The research paper outlines a novel approach for participatory research around machine translation for African languages. It describes how this approach can overcome the challenges these languages face in joining the web, and some of the technologies from which other languages benefit today.
As part of the research, Dr Marivate and his team are working on methods to build automated tools more easily to process local language data for tasks such as understanding communication on chat groups, automated labelling of local language data and discovering patterns in local language texts.
The project also gave rise to the establishment of the Masakhane community, a grassroots community that aims to develop NLP systems for Africa by Africans. Masakhane, which roughly translates as “we build together” in isiZulu, focuses on getting Africans to shape and own technological advances towards human dignity, wellbeing and equity through inclusive community building, open participatory research and multi-disciplinarity.
Members of the community provided data for the research project, and assisted in building models and testing sample translations to improve the accuracy of the machine translation tool. They represent the African countries and languages that form part of the research, and comprise experts from a range of relevant professions; these individuals include data scientists, researchers, language practitioners, translators and software developers.

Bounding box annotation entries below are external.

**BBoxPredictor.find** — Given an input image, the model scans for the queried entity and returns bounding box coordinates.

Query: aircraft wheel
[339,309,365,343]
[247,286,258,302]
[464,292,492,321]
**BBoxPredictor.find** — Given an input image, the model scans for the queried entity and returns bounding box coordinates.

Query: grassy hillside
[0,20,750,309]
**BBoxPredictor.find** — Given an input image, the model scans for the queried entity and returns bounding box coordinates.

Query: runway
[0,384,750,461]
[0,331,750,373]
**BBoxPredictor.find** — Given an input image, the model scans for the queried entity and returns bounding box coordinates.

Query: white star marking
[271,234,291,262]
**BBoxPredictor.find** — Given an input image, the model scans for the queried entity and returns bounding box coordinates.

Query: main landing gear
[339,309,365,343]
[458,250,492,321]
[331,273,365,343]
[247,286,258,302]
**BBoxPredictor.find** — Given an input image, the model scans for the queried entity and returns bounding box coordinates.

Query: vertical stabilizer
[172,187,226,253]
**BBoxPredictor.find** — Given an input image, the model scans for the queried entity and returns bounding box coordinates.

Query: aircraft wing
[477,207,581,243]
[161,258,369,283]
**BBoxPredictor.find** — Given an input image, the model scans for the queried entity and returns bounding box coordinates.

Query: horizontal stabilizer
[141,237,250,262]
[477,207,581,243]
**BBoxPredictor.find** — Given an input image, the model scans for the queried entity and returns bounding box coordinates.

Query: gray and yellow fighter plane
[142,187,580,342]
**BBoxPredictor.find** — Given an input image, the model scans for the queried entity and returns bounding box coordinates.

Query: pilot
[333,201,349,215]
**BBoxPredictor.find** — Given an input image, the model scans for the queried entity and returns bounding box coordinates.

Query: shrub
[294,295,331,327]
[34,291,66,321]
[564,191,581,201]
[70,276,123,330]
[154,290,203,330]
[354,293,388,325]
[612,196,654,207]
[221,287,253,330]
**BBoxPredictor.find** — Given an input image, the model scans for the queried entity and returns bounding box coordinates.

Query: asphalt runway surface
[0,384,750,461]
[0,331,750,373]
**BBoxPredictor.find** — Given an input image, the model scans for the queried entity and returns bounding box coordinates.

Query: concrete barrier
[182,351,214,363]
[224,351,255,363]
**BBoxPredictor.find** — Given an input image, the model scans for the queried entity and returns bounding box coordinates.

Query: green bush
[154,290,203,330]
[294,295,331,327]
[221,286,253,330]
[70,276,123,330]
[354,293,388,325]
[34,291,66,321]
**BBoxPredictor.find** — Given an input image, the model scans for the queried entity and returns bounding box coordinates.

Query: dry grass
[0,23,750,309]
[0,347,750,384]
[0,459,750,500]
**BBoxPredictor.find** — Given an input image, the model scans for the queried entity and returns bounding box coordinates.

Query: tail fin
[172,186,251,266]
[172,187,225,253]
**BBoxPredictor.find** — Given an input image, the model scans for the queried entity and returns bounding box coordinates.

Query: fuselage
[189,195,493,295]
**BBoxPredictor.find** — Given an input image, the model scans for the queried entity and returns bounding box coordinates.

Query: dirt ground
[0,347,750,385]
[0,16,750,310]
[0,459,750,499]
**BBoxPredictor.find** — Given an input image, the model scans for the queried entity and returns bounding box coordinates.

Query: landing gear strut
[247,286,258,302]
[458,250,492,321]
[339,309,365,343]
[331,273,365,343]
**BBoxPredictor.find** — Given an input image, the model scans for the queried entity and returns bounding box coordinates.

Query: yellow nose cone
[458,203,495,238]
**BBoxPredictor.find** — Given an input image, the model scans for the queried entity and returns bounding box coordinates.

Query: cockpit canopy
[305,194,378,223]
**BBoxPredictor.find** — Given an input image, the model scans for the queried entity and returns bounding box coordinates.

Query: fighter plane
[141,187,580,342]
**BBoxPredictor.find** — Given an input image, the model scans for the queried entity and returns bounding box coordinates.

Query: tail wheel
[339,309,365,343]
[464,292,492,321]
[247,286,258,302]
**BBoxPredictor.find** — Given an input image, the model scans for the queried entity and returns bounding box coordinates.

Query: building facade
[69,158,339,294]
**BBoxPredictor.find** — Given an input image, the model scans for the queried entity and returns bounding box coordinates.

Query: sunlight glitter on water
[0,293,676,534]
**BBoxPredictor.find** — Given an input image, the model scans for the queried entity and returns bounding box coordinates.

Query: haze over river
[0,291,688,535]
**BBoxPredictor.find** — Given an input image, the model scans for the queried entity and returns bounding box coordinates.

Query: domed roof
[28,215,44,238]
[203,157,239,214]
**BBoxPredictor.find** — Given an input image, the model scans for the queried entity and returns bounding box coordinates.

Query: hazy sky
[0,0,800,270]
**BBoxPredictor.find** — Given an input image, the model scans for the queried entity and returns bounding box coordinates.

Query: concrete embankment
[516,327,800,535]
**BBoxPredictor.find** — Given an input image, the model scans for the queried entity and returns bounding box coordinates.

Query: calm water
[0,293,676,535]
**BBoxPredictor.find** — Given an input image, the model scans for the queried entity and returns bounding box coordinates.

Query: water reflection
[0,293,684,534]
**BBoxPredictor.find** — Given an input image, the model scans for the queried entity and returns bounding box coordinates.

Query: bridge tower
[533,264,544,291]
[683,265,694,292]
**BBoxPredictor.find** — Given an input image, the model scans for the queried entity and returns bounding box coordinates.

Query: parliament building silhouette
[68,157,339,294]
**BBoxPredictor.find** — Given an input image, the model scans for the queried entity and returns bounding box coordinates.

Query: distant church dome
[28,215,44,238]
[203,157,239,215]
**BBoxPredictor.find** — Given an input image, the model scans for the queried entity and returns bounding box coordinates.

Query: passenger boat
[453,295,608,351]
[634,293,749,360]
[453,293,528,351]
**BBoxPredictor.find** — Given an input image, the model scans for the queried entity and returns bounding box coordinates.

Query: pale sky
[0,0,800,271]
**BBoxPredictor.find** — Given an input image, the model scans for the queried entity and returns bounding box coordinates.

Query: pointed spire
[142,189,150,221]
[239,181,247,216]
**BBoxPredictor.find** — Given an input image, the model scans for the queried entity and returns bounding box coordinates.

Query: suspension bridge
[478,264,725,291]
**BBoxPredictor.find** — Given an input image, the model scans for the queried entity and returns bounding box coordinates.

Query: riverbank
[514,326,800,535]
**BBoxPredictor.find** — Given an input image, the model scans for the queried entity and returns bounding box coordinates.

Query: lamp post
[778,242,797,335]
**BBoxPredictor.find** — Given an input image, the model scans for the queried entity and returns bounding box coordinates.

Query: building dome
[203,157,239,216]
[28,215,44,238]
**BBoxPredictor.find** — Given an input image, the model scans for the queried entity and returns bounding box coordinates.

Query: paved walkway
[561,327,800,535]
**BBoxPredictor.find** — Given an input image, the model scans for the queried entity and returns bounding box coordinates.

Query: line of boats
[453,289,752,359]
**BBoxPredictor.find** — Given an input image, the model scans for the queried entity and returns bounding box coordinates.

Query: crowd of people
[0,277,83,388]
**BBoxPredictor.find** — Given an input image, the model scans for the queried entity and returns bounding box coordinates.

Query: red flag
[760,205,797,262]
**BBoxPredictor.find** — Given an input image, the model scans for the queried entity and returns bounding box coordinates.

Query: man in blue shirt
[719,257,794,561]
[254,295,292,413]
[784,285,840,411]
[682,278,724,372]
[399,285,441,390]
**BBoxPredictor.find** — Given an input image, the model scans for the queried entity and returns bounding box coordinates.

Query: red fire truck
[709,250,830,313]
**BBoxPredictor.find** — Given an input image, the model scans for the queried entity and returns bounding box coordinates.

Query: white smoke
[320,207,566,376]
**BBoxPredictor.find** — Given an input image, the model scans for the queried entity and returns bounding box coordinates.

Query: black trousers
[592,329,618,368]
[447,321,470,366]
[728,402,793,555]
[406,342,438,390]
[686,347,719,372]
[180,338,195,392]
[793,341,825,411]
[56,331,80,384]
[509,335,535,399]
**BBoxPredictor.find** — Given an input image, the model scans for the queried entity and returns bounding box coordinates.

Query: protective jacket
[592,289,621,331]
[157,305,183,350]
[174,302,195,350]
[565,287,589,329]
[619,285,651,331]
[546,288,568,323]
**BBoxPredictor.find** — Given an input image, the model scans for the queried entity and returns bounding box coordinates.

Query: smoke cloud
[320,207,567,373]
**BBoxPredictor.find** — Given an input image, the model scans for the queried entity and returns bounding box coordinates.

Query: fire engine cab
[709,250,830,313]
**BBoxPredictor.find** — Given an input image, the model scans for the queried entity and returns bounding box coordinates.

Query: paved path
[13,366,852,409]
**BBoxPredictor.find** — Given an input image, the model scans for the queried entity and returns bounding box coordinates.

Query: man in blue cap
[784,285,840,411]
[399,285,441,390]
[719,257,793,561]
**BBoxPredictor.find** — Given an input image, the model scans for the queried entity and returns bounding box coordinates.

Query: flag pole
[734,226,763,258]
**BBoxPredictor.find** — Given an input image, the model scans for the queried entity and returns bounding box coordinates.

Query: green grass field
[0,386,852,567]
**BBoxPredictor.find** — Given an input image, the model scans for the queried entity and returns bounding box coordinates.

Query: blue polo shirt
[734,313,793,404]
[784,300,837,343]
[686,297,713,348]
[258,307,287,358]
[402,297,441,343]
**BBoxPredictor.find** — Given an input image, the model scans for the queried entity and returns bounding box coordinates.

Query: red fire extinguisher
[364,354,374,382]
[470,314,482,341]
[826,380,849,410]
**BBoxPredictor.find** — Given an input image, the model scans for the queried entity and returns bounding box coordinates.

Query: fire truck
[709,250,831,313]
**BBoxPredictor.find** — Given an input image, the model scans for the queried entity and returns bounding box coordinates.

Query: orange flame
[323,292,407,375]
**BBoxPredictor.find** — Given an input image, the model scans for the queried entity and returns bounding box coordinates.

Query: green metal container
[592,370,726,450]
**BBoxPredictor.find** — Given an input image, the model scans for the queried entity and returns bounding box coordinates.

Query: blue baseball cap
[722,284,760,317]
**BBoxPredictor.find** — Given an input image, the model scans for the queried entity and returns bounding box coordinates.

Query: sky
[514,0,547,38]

As Dr Marivate points out, artificial intelligence needs data to function correctly. Humans who speak the language make a unique scientific contribution at the beginning, when data sets are collected. This means going beyond the walls of institutions, where the research is being done, and taking it into the field. Artificial intelligence also requires learning opportunities to successfully translate text from one language to another. When it comes to translating French to English, there are huge data sets available for artificial intelligence to use. This is not true of African languages. Zulu, for example, is spoken by 0,16% of people on the planet.
“This has been a major roadblock for breakthroughs based on natural language processing,” Dr Marivate said. “It is not only translation that is affected; text to speech and vice versa is also a non-starter. All of this limits learning and inclusion across the continent within the broader global environment.”
Wikipedia founder Jimmy Wales acknowledged the essential and urgent need for the research when he announced the introduction of the Wikimedia Foundation Research Award of the Year at the online 2021 Wikimedia Workshop.
Dr Marivate described how a language’s prevalence within a society is ultimately attached to the people who speak this language, and where they live. Part of ensuring that the artificial intelligence is functioning correctly involves a human evaluation of the result. The next step is the release of the beta version of the machine translation model for more human feedback. “This research is one way in which Africa can increase its contribution across the globe,” he said.